Performance Considerations The previous description of the execution cycle for SQL statements provides a brief description of how SQL statements are processed. But this factual description does not really help you understand the things you can do to create applications that will run effectively and perform optimally. Understanding the SQL processing cycle is a prerequisite to understanding how to get the most out of your Oracle database. The rest of this book is essentially commentary on this topic. Performance tuning is an enormous subject in itself. This book devotes a chapter exclusively to the topic (Chapter 28), and many books have been devoted to achieving optimal performance with your Oracle database. Optimal performance comes from optimal design, optimal implementation, and optimal use of resources in terms of your particular logical and physical environment. In this introductory chapter, we cannot give you comprehensive advice on performance tuning, but there are three areas that have a broad effect on performance for all applications—how data is retrieved, the effect of bind variables on the processing cycle for SQL in an Oracle database, and the use of parallelism to improve performance.

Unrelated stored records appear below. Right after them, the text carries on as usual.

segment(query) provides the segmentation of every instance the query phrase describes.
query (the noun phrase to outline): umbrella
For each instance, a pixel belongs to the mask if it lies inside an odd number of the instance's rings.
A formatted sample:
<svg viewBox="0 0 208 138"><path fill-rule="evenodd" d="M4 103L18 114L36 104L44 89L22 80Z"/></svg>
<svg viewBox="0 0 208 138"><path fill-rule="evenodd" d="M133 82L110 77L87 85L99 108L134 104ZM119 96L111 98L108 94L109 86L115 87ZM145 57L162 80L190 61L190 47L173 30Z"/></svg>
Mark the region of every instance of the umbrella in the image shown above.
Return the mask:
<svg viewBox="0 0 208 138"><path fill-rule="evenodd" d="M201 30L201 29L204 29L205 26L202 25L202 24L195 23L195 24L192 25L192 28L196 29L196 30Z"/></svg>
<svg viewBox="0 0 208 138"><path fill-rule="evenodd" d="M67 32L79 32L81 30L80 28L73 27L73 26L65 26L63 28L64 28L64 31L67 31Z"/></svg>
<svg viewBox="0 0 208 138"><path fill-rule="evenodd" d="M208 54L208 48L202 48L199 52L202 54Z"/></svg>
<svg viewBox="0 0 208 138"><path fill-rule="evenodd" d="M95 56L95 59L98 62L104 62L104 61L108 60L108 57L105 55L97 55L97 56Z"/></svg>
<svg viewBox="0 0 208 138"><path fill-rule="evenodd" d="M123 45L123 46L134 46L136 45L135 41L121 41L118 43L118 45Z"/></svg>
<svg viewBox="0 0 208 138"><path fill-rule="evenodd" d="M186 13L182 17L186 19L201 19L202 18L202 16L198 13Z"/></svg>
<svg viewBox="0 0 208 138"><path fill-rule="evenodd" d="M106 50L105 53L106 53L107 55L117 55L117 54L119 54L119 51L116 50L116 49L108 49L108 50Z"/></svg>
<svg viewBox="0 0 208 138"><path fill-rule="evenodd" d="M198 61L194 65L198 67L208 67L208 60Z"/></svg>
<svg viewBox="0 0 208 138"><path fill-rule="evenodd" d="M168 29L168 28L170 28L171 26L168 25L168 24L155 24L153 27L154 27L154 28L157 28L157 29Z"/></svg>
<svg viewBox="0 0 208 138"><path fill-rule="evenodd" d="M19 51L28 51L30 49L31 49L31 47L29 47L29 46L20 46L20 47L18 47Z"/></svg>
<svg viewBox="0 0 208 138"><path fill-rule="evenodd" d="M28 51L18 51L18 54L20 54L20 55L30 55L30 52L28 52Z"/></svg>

Retrieval Performance The final, and in many ways the most important, event in the SQL processing cycle is the return of data to the application that requested it. On one level, the speed of this final step is determined by your network, since the amount of bits that can move from the server to the client is ultimately limited by the amount of network bandwidth. The effects of this potential limitation cannot be overcome. But you can affect how much work the Oracle database performs before it starts returning data to the user. Well, how much work does Oracle have to do before it returns data? You would think the answer to this question would be self-evident — “As much as it needs to do to get the data.” But how much data does Oracle need to get before it starts to send data back to the application? As developers, we tend to think of the end results of an action. Auser requests data, so he or she obviously must want all of that data to do what he or she has to do. But users tend to be more, shall we say, immediate in their outlook. For us, performance is the time it takes to complete an SQL operation, such as a query. For a user, performance is how long they wait before something comes back to them. You can take advantage of this dichotomy by setting the way that Oracle returns data. You can specify that Oracle should start returning rows to the user as soon as it gets the rows, or you can specify that Oracle will only start returning rows to the user once it has collected all the rows for the query. You instruct your Oracle database as to which approach to take by setting a parameter called OPTIMIZER_MODE.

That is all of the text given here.